One or more embodiments above provide an intelligent labeling system and method for a chinese text, where after configuring an entity tag and a relationship tag, a user selects a data set to be labeled, an entity and relationship model, and a corresponding entity relationship extraction model when creating a labeling task, and then generates the labeling task. And intelligent labeling of entities and relations is realized in the process of generating a labeling task, and Chinese word segmentation is automatically identified through a VUE mouse event and a cascading style sheet to optimize user experience. And the entity and the relation can be flexibly marked manually through mouse click, and the intelligent marking result of the model is optimized. Meanwhile, on the premise of improving the marking accuracy, the data quality of the marked corpus is continuously improved. The corpus obtained by the labeling method can be subsequently used for constructing a knowledge graph, a machine learning model and the like.

Those skilled in the art will appreciate that the modules or steps of the present invention described above can be implemented using general purpose computer means, or alternatively, they can be implemented using program code that is executable by computing means, such that they are stored in memory means for execution by the computing means, or they are separately fabricated into individual integrated circuit modules, or multiple modules or steps of them are fabricated into a single integrated circuit module. The present invention is not limited to any specific combination of hardware and software.

The above description is only a preferred embodiment of the present invention and is not intended to limit the present invention, and various modifications and changes may be made by those skilled in the art.

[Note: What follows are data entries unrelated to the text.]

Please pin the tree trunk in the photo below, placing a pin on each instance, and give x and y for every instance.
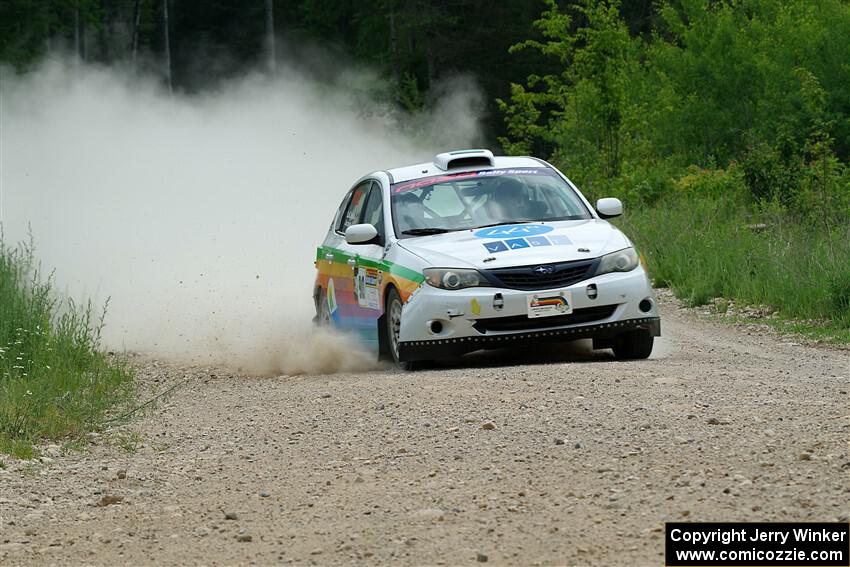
(270, 46)
(77, 30)
(167, 44)
(137, 17)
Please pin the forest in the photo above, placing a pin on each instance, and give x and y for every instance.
(724, 125)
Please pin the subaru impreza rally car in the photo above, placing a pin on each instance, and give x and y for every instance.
(471, 252)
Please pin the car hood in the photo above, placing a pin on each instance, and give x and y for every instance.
(518, 245)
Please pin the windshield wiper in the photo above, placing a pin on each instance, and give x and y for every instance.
(425, 231)
(500, 224)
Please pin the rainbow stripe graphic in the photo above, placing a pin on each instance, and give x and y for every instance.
(355, 294)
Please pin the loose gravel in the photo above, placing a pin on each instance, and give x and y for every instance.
(556, 456)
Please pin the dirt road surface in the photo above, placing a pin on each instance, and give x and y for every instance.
(504, 459)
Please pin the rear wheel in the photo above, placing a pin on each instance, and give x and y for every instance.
(323, 312)
(634, 345)
(393, 322)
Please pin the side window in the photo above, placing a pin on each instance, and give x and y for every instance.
(354, 210)
(374, 213)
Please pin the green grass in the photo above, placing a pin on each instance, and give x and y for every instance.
(54, 381)
(708, 247)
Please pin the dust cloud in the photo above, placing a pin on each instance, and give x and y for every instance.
(198, 216)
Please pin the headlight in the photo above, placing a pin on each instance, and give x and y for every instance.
(624, 260)
(450, 278)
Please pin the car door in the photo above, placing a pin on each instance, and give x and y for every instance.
(368, 277)
(337, 263)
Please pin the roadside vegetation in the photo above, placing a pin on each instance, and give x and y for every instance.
(55, 383)
(726, 131)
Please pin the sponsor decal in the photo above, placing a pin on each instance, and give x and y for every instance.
(428, 181)
(512, 230)
(559, 239)
(497, 246)
(516, 243)
(538, 241)
(366, 288)
(520, 243)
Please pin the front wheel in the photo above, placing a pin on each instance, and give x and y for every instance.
(393, 321)
(634, 345)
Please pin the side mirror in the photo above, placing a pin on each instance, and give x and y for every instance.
(360, 234)
(609, 207)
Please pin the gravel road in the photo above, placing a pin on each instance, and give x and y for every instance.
(543, 458)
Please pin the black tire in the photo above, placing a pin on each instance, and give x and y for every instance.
(323, 313)
(393, 323)
(634, 345)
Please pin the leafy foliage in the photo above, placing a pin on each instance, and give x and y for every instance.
(53, 381)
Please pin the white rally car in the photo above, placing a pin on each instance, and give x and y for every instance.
(473, 252)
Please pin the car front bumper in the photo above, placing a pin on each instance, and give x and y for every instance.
(438, 323)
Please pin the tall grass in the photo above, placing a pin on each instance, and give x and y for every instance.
(704, 247)
(54, 381)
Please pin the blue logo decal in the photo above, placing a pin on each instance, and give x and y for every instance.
(497, 246)
(538, 241)
(514, 230)
(559, 239)
(515, 243)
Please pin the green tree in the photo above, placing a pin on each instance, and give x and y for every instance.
(577, 113)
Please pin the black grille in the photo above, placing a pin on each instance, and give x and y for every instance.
(524, 323)
(525, 277)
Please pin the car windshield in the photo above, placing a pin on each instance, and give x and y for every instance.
(475, 199)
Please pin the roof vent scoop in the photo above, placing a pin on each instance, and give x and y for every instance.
(463, 159)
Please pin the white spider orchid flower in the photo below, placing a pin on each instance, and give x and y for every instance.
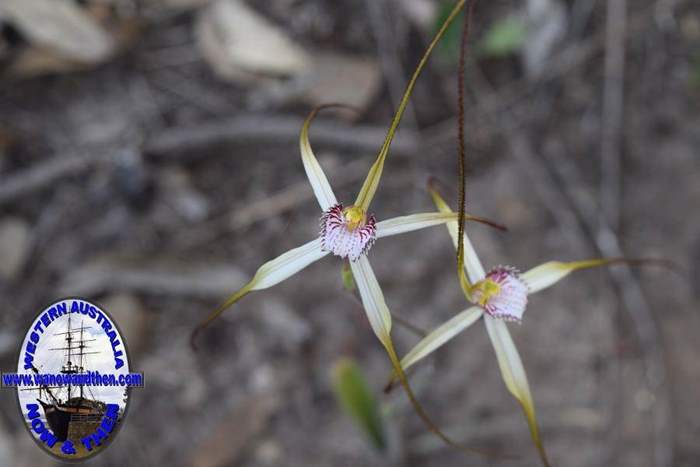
(498, 295)
(349, 232)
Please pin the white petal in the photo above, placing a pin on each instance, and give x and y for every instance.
(337, 238)
(275, 271)
(441, 335)
(372, 298)
(403, 224)
(510, 301)
(319, 182)
(514, 375)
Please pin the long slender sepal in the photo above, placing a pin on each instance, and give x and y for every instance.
(514, 376)
(379, 318)
(314, 172)
(403, 224)
(396, 364)
(440, 336)
(369, 187)
(271, 273)
(437, 338)
(547, 274)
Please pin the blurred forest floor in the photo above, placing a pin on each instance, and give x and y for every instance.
(149, 161)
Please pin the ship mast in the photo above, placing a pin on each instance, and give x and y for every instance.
(70, 368)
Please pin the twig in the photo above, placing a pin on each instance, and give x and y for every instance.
(611, 119)
(43, 175)
(207, 282)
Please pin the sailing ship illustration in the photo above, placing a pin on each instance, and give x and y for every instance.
(71, 411)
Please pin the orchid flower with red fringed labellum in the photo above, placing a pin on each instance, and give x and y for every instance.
(499, 295)
(349, 232)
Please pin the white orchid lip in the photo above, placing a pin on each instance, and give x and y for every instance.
(502, 294)
(348, 233)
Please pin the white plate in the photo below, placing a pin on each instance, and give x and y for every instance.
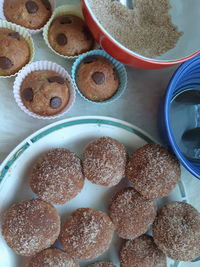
(73, 134)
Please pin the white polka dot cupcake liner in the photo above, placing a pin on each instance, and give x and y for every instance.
(121, 71)
(31, 31)
(43, 65)
(60, 11)
(25, 34)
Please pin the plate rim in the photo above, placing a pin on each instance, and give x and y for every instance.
(42, 132)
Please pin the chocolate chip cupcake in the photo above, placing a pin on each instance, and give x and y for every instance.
(14, 52)
(30, 14)
(69, 36)
(97, 78)
(45, 93)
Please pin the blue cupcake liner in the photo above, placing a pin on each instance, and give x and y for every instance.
(121, 71)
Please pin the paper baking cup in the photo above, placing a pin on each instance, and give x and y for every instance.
(121, 71)
(24, 33)
(60, 11)
(2, 16)
(43, 65)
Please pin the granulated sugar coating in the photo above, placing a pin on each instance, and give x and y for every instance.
(87, 233)
(57, 176)
(153, 171)
(131, 213)
(146, 30)
(104, 161)
(30, 226)
(52, 258)
(176, 231)
(141, 252)
(102, 264)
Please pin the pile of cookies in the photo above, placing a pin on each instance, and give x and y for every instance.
(31, 227)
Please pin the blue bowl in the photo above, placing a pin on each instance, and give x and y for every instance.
(187, 76)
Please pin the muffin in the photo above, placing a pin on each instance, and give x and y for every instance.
(30, 14)
(102, 264)
(176, 231)
(97, 78)
(153, 171)
(44, 92)
(104, 161)
(69, 36)
(14, 52)
(57, 176)
(86, 234)
(131, 213)
(143, 252)
(30, 226)
(52, 257)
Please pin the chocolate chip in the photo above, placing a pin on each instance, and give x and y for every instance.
(31, 7)
(55, 102)
(56, 79)
(90, 59)
(14, 35)
(28, 94)
(5, 63)
(87, 33)
(61, 39)
(46, 4)
(65, 20)
(98, 77)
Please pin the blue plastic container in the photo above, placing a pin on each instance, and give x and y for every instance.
(187, 76)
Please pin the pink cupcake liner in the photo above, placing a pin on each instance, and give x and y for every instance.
(43, 65)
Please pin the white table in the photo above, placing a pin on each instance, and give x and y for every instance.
(139, 106)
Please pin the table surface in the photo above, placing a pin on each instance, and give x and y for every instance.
(139, 105)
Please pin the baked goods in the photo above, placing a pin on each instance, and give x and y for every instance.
(14, 52)
(44, 92)
(69, 36)
(29, 14)
(86, 234)
(52, 258)
(153, 171)
(57, 176)
(97, 78)
(141, 252)
(30, 226)
(176, 231)
(102, 264)
(104, 161)
(131, 213)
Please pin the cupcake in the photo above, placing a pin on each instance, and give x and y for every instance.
(30, 14)
(98, 77)
(69, 36)
(44, 90)
(14, 52)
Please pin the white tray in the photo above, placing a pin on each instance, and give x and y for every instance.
(73, 134)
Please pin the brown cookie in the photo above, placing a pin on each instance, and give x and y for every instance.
(131, 213)
(104, 161)
(153, 171)
(86, 234)
(176, 231)
(52, 257)
(30, 226)
(69, 36)
(57, 176)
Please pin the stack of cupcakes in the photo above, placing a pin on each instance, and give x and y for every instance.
(44, 89)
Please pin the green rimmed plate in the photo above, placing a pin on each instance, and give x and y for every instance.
(73, 134)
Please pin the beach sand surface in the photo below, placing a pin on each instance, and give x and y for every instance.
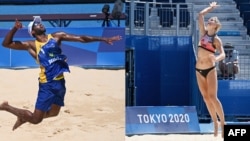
(93, 111)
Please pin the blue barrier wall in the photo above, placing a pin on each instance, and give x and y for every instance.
(164, 75)
(162, 69)
(96, 54)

Any modification, equivalent replacement, or improvement made within the spirit and principle of the present invention should be included in the protection scope of the present invention.

Claims

1. An intelligent labeling method for Chinese texts is characterized by comprising the following steps:

acquiring a data set to be marked, an entity to be marked and a relation label;

2. The intelligent labeling method for the chinese text as claimed in claim 1, wherein after obtaining the pre-labeling result, displaying the pre-labeling result, specifically comprising:

3. The intelligent labeling method for chinese text as claimed in claim 2, wherein receiving user modifications to the pre-labeling results comprises:

4. The intelligent labeling method for the chinese text as claimed in claim 3, wherein the real-time differential display of the words pointed by the mouse comprises:

5. A client connected to a server, comprising:

6. The client of claim 5, wherein the displaying the pre-labeling result in the manual labeling module comprises:

7. The client of claim 6, wherein the receiving, in the manual annotation module, the user's modification to the pre-annotation result comprises:

8. The client of claim 7, wherein the real-time differential display of the words pointed by the mouse comprises:

9. A server connected to the client according to any one of claims 5 to 8, comprising:

10. An intelligent annotation system for chinese text, comprising a client according to any one of claims 5 to 8 and a server according to claim 9.